Para entonces ya era martes. Un martes anodino, como cada martes. Uno de esos que podrían pasar por un miércoles o un jueves sin cambiar un ápice. Lo único que convertía ese martes en un martes diferente era el panfleto de publicidad que, nuevamente, esperaba en el parabrisas de su vehículo cuando salió del trabajo. Esta vez verde y amarillo, correspondía a una empresa llamada “Estudio fotográfico Fotocool”. La chica de la sonrisa bonita, que no era capaz de recordar la última vez que había revelado una fotografía, arrugó el papelito y lo tiró, nuevamente, al asfalto. Se montó en el coche, arrancó y se marchó a casa sin mirar tan siquiera por el retrovisor como el papelito seguía, arrugado y abandonado, tirado en el suelo.

El miércoles fue un día lluvioso, de esos que pegan los panfletos de publicidad al cristal del coche y luego cuesta un montón despegarlos. Eso a nuestra protagonista no le hizo ninguna gracia pero si le dio tiempo a leer que la publicidad en cuestión era de “Automóviles de ocasión FiestaCar”, un sitio del que ni había oído hablar ni tenía intención de ir. Tras cinco minutos de forcejeo sobre la lluvia, consiguió retirar parcialmente el insulso papelito de color blanco y se marchó. Sobre el asfalto mojado, como siempre, los pedazos rotos que quedaban del folleto, ya irreconocible.

El jueves una hojita azul se ubicaba sobre los apenas perceptibles trozos del panfleto del miércoles. Irritada por aquel acoso publicitario, lo arrancó sin leerlo del parabrisas y lo tiró con desprecio al suelo. Allí se quedó “Masajes terapéuticos” hasta que, dos horas más tarde, un tipo con la espalda machacada que se dirigía a su vehículo fijó su atención en él. Lo recogió del suelo y lo leyó pero, al darse cuenta de que el prefijo telefónico correspondía a otra comunidad, volvió a dejarlo donde estaba. Luego se fue a su casa donde le contó la curiosa anécdota a su mujer que, divertida, buscó en Internet el teléfono de un masajista para su desesperado marido.

El viernes, el mejor día de la semana por definición, la chica de la sonrisa bonita salía feliz del trabajo. Pensaba, como no, en sus planes para el fin de semana. Comida con las chicas, excursión al pantano, un café con su hermana… Estaba tan animada con su agitado y divertido fin de semana que ni se percató de la presencia de un nuevo panfleto publicitario. Lo quitó con un movimiento automático del limpiaparabrisas y lo tiró al suelo. Subió a coche, arrancó y se fue a casa. No paró de sonreír en todo el camino.

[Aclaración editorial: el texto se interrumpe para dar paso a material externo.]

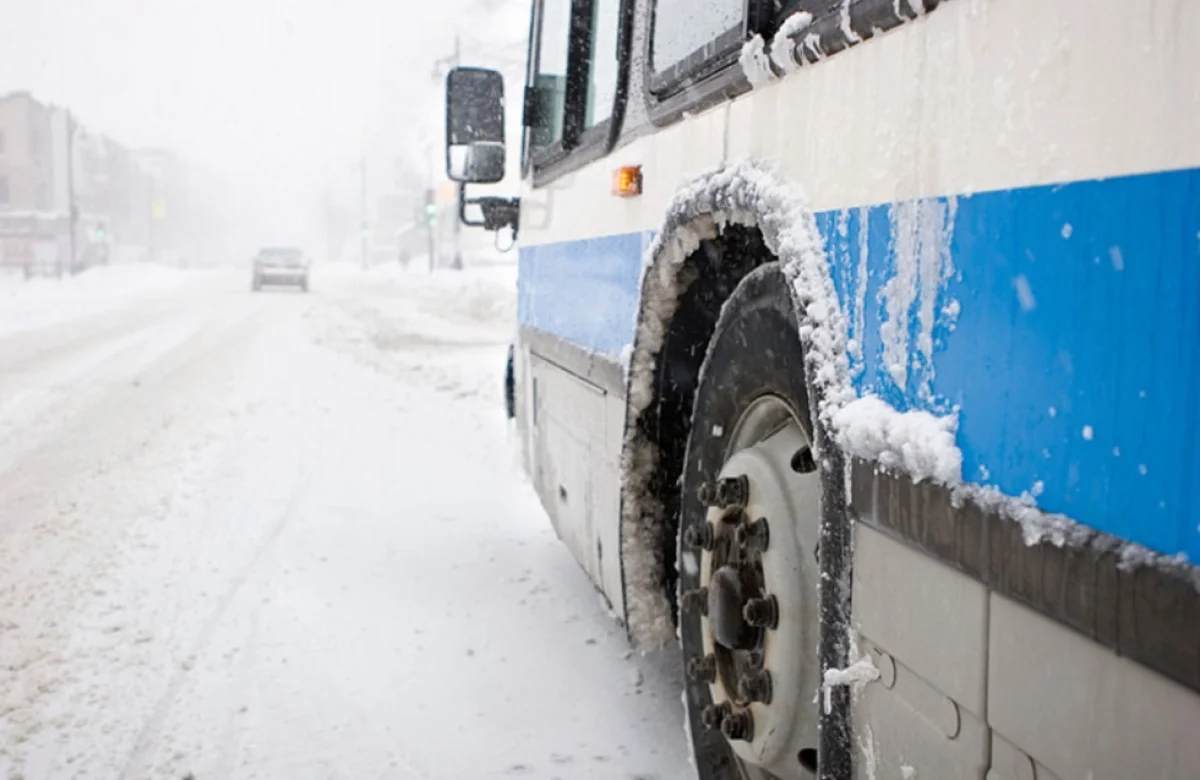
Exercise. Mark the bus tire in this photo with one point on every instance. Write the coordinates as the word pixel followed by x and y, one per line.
pixel 750 701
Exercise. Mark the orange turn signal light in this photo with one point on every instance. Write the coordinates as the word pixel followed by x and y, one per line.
pixel 627 181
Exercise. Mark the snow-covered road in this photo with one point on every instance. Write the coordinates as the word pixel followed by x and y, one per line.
pixel 285 537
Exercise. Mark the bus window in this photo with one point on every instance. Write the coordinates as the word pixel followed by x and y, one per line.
pixel 603 65
pixel 550 81
pixel 685 27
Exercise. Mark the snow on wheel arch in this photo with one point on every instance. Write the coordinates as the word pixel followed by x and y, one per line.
pixel 921 444
pixel 749 195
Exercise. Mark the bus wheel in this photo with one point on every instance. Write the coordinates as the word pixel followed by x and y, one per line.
pixel 748 569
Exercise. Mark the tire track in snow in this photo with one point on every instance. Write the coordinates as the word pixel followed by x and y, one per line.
pixel 151 729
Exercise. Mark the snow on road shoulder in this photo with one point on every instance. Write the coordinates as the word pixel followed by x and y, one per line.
pixel 39 303
pixel 313 561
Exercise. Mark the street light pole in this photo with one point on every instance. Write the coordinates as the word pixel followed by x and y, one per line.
pixel 457 222
pixel 72 211
pixel 363 228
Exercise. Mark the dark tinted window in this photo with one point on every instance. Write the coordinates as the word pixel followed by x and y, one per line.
pixel 603 63
pixel 685 27
pixel 550 79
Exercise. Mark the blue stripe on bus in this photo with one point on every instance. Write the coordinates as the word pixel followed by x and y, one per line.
pixel 1073 360
pixel 583 292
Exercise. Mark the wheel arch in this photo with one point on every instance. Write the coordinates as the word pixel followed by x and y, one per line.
pixel 693 265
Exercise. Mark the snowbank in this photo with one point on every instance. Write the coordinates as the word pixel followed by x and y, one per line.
pixel 39 303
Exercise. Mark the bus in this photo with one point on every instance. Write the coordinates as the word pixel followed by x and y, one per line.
pixel 858 357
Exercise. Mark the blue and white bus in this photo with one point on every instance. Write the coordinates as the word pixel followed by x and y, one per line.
pixel 859 354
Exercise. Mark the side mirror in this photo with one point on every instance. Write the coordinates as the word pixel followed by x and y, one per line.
pixel 475 125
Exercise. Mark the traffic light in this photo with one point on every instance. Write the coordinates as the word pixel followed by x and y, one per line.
pixel 431 209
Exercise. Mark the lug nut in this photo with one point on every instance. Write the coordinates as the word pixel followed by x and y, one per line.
pixel 738 726
pixel 762 613
pixel 701 537
pixel 702 670
pixel 693 600
pixel 755 687
pixel 755 533
pixel 733 491
pixel 803 461
pixel 714 715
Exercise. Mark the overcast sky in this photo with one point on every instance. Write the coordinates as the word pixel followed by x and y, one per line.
pixel 274 93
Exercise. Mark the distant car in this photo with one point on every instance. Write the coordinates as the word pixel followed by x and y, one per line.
pixel 280 265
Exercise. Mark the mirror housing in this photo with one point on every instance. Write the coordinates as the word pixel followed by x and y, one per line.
pixel 475 150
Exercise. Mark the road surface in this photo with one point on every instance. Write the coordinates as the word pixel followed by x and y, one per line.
pixel 280 535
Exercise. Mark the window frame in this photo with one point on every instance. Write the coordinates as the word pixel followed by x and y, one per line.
pixel 579 145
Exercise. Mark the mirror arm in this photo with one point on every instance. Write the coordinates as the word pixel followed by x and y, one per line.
pixel 462 207
pixel 498 213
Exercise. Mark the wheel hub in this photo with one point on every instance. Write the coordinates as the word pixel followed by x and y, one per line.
pixel 757 597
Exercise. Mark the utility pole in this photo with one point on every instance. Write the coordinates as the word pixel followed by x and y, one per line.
pixel 72 211
pixel 456 221
pixel 363 228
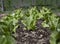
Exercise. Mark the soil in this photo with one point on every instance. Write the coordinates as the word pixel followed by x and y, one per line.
pixel 39 36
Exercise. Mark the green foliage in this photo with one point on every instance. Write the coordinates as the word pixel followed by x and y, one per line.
pixel 53 22
pixel 8 25
pixel 30 18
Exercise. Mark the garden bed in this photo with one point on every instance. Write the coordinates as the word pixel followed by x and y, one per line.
pixel 39 36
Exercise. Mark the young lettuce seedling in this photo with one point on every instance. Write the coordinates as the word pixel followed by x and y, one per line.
pixel 52 21
pixel 8 25
pixel 30 18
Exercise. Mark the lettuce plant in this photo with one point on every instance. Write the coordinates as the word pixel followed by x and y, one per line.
pixel 53 22
pixel 8 25
pixel 30 18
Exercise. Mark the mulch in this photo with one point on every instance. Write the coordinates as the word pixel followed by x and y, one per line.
pixel 39 36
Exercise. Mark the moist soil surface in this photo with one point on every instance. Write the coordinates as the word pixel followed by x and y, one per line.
pixel 39 36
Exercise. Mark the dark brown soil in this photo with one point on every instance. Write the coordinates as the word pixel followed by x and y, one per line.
pixel 39 36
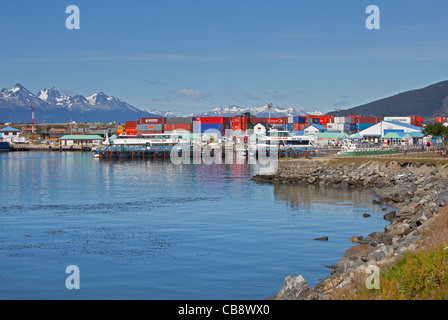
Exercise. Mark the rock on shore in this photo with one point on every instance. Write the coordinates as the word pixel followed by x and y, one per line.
pixel 416 191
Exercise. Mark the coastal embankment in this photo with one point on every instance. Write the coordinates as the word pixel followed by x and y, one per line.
pixel 411 193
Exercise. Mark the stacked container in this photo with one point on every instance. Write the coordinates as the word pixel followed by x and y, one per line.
pixel 178 123
pixel 150 125
pixel 203 124
pixel 131 128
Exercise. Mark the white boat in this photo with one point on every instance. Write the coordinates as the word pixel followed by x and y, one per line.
pixel 149 143
pixel 282 140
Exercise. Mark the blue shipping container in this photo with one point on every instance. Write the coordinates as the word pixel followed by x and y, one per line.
pixel 208 126
pixel 364 126
pixel 298 119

El panfleto permaneció en su sitio hasta que por la noche, cuando todos los coches se habían marchado a casa, alguien lo recogió con cuidado del suelo. Era un chico de aspecto tímido y mirada soñadora que leía la hojita en busca de algo que, claramente, no encontraba. Lo único que se podía leer era “Oro al peso, desde 25 euros el gramo”. Dobló cuidadosamente el papel y lo guardó en su bolsillo. La O había sido la más difícil de conseguir, pensó. Luego se marchó a casa, cabizbajo y distraído. Pensaba en la chica de la sonrisa bonita y en la declaración que, sin palabras, había construido para ella. Y en cuánto tiempo quedaba hasta que volviera a colocar la T en su parabrisas. El lunes, por supuesto, porque los lunes es cuando todo empieza. Incluso las declaraciones de amor imposibles. Esas que cuesta un poco reconocer.

El tren mágico de Guzmán

El tren de Guzmán no es un tren cualquiera. Por fuera parece un tren normal pero, en realidad, es un tren mágico. Por supuesto, no lo sabe nadie. La magia solo funciona cuando nadie está mirando. Ni siquiera papá y mamá lo saben. Los adultos no saben nada de magia.

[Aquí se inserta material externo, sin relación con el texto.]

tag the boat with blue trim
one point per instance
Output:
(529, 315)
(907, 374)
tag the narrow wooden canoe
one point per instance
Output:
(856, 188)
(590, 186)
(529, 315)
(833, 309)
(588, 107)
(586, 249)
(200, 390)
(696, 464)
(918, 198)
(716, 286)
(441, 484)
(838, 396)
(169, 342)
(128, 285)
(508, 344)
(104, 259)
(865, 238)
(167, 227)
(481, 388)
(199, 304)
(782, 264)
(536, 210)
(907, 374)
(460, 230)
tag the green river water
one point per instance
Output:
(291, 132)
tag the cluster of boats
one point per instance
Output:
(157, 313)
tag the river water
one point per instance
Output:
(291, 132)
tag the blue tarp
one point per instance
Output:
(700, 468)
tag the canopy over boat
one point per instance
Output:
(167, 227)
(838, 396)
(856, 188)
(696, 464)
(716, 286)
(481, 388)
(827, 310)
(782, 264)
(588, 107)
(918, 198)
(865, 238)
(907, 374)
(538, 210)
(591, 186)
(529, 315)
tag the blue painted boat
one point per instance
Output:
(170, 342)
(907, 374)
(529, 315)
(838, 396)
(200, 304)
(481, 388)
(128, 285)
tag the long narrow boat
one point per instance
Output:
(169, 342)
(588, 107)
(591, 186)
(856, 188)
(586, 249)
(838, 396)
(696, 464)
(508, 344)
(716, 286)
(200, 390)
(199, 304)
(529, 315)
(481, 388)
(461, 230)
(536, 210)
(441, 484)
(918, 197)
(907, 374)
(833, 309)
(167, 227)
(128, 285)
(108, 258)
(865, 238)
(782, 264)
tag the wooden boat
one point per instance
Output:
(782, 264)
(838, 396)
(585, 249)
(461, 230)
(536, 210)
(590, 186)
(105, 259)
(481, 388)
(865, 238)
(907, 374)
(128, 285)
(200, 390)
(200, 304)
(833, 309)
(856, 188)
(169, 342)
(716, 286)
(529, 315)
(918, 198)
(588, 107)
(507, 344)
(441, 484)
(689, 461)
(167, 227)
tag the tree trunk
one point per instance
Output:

El tren mágico de Guzmán solo hace magia por la noche. Cuando Guzmán y su hermana Martina están durmiendo. Cuando papá y mamá se han ido a la cama. Cuando todo está en silencio y nadie, ni siquiera Guzmán, puede verle. Entonces, el tren mágico de Guzmán sale de su escondite. A veces se ha quedado guardado debajo de la cama. A veces detrás del sofá o bajo un montón de juguetes. No importa demasiado porque, esté donde esté, el tren mágico de Guzmán siempre consigue salir de su escondite y encender sus motores.

El tren de Guzmán se hace entonces más grande. O puede que sea Guzmán quién se hace más pequeño. Nadie sabe exactamente como funciona la magia de este tren. Solo se sabe que, mientras Guzmán duerme, el tren mágico le sube a uno de sus vagones y sale por la ventana sin que nadie le vea.

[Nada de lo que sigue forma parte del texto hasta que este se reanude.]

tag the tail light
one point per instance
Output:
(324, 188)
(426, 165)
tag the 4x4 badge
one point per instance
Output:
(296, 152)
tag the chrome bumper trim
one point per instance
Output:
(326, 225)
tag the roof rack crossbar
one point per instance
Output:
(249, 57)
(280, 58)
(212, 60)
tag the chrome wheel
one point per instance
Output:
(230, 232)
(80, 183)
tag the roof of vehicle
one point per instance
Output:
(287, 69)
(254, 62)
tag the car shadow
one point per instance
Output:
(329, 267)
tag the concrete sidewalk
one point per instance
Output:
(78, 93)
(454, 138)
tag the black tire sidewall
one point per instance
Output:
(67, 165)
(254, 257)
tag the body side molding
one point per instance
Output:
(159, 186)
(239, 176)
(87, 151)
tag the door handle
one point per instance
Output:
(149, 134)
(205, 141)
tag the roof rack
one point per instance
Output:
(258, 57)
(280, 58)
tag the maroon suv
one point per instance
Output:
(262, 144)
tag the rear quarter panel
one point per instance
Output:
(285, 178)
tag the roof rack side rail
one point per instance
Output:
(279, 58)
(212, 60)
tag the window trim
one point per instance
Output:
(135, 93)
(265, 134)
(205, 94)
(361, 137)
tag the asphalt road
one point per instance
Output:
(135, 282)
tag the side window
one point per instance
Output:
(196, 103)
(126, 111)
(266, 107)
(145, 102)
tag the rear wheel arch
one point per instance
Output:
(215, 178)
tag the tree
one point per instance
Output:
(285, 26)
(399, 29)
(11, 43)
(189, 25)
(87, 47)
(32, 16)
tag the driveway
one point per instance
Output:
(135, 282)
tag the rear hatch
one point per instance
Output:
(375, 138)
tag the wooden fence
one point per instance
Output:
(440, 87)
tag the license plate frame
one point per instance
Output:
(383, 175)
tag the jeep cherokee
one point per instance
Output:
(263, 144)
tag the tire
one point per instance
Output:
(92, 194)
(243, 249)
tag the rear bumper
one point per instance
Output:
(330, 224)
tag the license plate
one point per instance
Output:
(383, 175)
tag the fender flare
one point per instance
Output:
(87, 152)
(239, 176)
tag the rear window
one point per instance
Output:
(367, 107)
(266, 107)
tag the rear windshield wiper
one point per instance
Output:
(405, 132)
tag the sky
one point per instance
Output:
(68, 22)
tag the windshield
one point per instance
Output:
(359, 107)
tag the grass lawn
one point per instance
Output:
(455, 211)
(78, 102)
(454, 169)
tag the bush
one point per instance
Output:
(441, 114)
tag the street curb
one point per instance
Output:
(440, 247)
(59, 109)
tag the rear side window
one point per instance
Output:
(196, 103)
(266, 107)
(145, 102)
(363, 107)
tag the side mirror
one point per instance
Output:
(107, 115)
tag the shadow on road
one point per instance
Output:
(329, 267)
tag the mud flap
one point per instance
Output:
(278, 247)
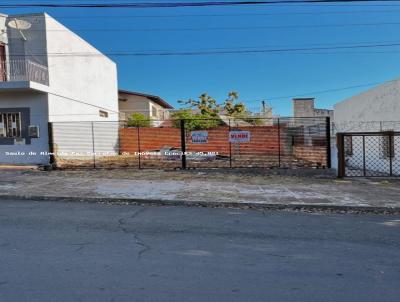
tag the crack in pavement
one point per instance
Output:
(138, 241)
(80, 246)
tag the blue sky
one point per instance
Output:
(254, 76)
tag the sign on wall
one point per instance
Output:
(239, 136)
(199, 137)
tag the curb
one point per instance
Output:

El tren se lleva a Guzmán a recorrer el mundo. A veces también se lleva a Martina o a papá. También a mamá, claro. Incluso, algunas veces, se lleva a todos juntos a dar vueltas alrededor del mundo. Mientras duerme, aunque no lo sepa, Guzmán viaja en su tren mágico. Y atraviesa los valles nevados de la lejana Rusia. O los campos de arroz de la recóndita China.

La gente, cuando los ve pasar, los saludo alegremente y dicen “Mira, ¡es Guzmán y su tren mágico!” y se ponen muy contentos. Porque, el tren mágico de Guzmán tiene otro secreto. No solo sale a hurtadillas de noche, con Guzmán y su familia dormidos en un vagón. No, además de eso, el tren mágico de Guzmán reparte ilusiones. Las va dejando salir por su chimenea de vapor, para que lleguen a todas partes. Algunos las ven llegar y las cogen al vuelo. Otros, como Guzmán, están dormidos y no ven como se depositan en su mesilla de noche. Solo a la mañana siguiente, cuando abren los ojos, se encuentran con la ilusión que el tren mágico de Guzmán les ha dejado. Y sonríen.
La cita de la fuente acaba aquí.